What was off were my CBC (complete blood count) and Sed-rate. My doctor became quite tight-lipped and at first told me it just meant something was wonky...then he said it indicated an inflammatory process in my body...then, after some intense questioning on my part he admitted that it could likely be an auto-immune disease and wrote out a new blood work requisition and asked me to rebook for three weeks later.

He did not, however, listen to my heart and lungs or take my blood pressure.

My indigestion kept getting worse and worse and nothing I took helped at all...and, despite my better judgement, I looked up Auto-immune diseases and spoke to a friend who is a medical professional.

Everything seems to point to Lupus... and with lupus, there is often cardiac involvement...and then it dawned on my that the indigestion I was feeling was rather high up in my chest (sub-sternal).

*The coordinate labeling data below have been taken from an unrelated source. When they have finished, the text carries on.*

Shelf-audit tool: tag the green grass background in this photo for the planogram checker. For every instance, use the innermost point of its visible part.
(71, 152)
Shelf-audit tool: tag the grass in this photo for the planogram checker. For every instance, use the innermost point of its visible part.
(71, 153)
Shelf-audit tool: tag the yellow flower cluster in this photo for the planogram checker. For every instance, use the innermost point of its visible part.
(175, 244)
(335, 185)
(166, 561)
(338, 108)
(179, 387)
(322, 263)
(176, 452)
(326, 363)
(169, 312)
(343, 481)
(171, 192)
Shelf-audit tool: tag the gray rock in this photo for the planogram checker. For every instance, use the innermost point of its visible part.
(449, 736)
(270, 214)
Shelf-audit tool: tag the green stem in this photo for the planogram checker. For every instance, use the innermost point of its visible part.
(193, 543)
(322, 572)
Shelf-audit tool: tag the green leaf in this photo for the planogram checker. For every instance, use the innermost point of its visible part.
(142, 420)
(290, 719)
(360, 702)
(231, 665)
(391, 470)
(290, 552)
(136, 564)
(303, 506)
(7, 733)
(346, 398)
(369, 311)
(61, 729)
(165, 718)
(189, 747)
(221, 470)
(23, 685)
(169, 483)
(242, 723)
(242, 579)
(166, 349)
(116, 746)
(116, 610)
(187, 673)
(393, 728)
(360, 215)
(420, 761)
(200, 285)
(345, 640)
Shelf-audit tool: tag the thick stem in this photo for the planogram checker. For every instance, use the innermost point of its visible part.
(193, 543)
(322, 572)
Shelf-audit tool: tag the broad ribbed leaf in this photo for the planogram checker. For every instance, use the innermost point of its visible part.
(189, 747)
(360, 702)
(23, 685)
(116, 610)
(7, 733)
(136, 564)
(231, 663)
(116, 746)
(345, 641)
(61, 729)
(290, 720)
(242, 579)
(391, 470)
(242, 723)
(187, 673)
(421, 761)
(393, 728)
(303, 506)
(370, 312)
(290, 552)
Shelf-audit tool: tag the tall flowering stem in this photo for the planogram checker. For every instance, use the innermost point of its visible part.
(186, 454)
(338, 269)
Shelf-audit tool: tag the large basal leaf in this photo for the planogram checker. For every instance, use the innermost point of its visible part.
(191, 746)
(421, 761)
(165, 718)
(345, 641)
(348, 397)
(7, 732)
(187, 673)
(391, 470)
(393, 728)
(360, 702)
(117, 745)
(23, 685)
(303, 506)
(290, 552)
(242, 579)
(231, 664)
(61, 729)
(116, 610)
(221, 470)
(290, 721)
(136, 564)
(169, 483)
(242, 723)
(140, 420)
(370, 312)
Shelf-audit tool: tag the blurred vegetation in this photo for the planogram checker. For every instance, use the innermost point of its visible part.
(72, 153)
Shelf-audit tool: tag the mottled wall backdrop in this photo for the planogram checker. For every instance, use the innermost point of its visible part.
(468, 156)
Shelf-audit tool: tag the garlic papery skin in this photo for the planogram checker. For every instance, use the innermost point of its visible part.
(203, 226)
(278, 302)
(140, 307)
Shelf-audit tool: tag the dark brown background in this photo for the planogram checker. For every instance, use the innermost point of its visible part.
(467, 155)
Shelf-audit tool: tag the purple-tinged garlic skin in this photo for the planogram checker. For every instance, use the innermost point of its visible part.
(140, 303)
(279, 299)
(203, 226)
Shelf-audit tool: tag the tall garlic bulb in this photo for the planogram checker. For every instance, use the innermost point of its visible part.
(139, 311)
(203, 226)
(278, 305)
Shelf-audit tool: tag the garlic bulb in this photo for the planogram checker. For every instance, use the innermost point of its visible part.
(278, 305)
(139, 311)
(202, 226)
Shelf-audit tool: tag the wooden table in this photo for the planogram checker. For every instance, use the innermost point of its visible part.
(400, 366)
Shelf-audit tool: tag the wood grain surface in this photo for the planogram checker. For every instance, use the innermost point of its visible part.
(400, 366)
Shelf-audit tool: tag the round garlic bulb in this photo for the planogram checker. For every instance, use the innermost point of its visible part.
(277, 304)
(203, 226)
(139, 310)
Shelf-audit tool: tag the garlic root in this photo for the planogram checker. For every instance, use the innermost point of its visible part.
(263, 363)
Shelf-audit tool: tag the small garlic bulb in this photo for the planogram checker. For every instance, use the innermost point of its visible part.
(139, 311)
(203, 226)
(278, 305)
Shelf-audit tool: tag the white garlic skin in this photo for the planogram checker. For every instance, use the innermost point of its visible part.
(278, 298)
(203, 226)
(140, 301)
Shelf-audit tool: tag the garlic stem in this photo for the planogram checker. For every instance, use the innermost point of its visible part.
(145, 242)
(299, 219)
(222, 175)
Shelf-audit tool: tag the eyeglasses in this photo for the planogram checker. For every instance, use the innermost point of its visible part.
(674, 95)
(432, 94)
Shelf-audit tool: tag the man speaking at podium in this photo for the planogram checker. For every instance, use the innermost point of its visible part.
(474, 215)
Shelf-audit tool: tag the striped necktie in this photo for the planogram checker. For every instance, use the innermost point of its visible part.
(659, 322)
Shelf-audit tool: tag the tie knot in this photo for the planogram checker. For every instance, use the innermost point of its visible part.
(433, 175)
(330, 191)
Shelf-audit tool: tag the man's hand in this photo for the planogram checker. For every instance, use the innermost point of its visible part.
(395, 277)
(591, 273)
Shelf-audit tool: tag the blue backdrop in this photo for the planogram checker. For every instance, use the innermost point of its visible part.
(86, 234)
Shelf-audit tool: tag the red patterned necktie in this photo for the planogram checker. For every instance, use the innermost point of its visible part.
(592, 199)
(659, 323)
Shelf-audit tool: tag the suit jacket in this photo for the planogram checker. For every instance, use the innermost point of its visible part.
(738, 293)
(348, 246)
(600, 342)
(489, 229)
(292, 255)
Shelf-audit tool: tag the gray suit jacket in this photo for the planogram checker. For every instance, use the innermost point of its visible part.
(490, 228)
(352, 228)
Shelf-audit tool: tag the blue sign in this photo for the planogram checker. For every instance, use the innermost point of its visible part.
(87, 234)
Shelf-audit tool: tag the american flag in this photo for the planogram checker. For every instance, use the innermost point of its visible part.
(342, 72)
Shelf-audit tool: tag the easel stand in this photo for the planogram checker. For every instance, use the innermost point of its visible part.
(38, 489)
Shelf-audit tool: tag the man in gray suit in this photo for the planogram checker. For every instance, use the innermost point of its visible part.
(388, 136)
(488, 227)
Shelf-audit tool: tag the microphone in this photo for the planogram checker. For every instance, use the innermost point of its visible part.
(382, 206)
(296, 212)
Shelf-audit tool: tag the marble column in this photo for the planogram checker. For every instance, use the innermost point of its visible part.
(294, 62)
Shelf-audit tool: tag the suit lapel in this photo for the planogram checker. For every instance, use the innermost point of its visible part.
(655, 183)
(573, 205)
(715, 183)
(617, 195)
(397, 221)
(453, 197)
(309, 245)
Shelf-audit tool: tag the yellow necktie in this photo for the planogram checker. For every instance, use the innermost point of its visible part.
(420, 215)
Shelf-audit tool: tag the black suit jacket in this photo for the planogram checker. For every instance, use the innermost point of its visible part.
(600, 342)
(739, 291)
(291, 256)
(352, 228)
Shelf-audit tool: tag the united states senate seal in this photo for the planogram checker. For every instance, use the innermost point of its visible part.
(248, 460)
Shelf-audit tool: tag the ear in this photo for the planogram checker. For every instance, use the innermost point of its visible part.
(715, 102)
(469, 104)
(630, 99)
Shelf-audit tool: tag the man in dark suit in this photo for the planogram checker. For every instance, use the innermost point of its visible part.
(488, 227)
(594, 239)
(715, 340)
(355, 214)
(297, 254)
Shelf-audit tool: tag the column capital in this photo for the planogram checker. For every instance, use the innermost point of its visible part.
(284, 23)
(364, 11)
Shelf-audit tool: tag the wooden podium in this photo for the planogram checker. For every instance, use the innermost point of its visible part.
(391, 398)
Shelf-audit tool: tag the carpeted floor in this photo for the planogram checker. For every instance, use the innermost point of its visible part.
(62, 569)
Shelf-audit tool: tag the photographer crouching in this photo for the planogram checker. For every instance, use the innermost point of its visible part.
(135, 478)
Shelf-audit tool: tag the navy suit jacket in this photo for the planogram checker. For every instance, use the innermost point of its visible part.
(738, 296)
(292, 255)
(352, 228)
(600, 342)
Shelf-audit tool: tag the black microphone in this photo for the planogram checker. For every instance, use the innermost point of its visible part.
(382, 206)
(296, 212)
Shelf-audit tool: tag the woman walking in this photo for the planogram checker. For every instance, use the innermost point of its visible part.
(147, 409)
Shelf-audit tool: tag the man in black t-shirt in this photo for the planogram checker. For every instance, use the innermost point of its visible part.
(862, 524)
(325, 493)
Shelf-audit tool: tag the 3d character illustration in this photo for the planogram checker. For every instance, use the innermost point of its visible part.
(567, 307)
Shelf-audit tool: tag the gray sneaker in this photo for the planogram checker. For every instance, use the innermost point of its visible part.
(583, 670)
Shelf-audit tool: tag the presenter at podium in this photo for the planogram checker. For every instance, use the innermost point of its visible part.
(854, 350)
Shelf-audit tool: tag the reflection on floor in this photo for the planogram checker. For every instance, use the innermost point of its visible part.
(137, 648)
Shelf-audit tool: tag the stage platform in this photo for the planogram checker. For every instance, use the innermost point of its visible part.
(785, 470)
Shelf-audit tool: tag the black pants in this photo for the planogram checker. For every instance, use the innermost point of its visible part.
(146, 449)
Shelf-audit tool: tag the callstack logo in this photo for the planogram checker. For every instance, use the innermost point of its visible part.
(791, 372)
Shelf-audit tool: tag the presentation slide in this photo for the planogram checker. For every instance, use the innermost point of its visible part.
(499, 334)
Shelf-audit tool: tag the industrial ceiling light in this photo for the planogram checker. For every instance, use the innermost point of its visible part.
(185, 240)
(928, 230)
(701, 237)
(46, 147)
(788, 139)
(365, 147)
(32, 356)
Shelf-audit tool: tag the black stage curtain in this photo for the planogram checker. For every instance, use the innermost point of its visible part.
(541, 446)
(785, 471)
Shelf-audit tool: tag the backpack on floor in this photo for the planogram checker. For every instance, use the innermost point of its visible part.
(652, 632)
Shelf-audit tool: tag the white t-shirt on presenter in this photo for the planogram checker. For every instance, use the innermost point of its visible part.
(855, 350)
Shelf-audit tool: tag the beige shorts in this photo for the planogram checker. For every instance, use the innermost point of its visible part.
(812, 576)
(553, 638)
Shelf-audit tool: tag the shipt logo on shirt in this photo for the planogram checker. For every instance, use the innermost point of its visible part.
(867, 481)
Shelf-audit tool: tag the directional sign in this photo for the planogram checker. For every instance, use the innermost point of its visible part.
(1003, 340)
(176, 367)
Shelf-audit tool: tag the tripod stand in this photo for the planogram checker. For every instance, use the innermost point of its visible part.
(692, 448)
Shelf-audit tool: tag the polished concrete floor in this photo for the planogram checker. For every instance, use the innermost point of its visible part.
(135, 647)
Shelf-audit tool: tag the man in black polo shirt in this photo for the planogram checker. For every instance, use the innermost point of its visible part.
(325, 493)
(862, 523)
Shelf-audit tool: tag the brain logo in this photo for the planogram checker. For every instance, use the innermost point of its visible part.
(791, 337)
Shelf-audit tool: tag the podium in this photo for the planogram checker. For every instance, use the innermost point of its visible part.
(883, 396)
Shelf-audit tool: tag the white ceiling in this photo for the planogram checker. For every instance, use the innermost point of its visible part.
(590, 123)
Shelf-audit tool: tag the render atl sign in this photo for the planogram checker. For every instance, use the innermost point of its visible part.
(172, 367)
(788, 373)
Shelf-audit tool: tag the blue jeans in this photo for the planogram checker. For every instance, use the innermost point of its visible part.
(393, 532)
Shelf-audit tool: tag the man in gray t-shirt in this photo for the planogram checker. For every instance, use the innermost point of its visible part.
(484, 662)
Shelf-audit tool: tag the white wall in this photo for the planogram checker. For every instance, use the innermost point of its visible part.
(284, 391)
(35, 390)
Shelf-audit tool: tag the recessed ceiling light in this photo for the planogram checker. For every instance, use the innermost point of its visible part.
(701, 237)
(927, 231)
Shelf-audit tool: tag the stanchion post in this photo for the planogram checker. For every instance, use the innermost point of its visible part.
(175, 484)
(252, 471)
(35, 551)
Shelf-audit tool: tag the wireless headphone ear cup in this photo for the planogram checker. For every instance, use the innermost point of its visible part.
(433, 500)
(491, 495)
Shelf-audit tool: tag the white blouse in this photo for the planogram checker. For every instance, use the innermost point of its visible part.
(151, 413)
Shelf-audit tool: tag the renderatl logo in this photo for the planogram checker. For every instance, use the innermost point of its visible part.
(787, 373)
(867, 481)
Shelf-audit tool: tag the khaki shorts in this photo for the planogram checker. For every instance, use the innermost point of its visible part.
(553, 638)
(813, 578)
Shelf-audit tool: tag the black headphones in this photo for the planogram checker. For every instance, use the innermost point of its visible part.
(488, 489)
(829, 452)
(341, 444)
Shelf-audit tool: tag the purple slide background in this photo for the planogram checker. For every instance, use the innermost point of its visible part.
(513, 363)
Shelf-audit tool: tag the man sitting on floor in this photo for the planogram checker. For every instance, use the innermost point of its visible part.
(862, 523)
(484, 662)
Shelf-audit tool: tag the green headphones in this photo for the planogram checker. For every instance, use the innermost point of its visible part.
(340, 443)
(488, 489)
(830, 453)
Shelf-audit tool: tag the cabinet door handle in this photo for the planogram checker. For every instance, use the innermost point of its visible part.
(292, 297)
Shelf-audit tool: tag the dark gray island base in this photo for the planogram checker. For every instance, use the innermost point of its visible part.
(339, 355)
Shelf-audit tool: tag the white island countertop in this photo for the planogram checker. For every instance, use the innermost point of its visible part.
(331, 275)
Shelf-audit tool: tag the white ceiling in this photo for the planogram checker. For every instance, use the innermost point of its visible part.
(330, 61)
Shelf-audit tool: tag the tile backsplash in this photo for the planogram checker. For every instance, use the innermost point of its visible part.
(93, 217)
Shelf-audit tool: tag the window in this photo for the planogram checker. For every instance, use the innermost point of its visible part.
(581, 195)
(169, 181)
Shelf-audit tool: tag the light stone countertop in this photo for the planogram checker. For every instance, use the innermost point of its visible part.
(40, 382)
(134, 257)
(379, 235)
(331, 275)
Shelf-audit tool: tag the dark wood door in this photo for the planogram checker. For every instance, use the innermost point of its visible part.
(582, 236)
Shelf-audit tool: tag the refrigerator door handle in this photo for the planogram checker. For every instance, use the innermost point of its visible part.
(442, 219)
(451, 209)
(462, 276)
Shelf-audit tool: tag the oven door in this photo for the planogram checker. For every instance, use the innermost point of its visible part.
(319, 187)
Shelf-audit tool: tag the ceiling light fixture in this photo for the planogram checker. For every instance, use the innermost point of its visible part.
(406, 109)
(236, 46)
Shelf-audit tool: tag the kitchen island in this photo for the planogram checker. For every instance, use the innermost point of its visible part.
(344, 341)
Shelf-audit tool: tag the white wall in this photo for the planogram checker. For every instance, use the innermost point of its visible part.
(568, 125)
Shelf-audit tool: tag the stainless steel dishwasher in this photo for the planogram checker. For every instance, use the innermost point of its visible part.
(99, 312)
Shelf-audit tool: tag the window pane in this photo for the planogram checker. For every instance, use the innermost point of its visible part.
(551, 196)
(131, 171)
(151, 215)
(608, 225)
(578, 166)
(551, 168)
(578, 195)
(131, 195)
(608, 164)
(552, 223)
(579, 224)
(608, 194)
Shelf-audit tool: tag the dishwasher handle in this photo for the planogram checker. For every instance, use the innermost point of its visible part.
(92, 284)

The end result was that I spent the night at the Rockyview hospital (they admitted me because I was having chest pain, difficulty breathing and my normally low Blood Pressure was 146/110.

Apparently I have pericarditis. I am supposed to be having an echocardiogram in the next two days and possibly a pericardiocentesis (they stick a long needle into the sac surrounding your heart to take a sample fo the fluid there to see if it is caused by a virus, bacteria or other cause).

I just don't understand why my doc, whom our entire family has seen for over 5 years, didn't take a few minutes to listen to my heart and lungs, or to ask me any other questions?

So, my question is this; are you happy with your family doctor?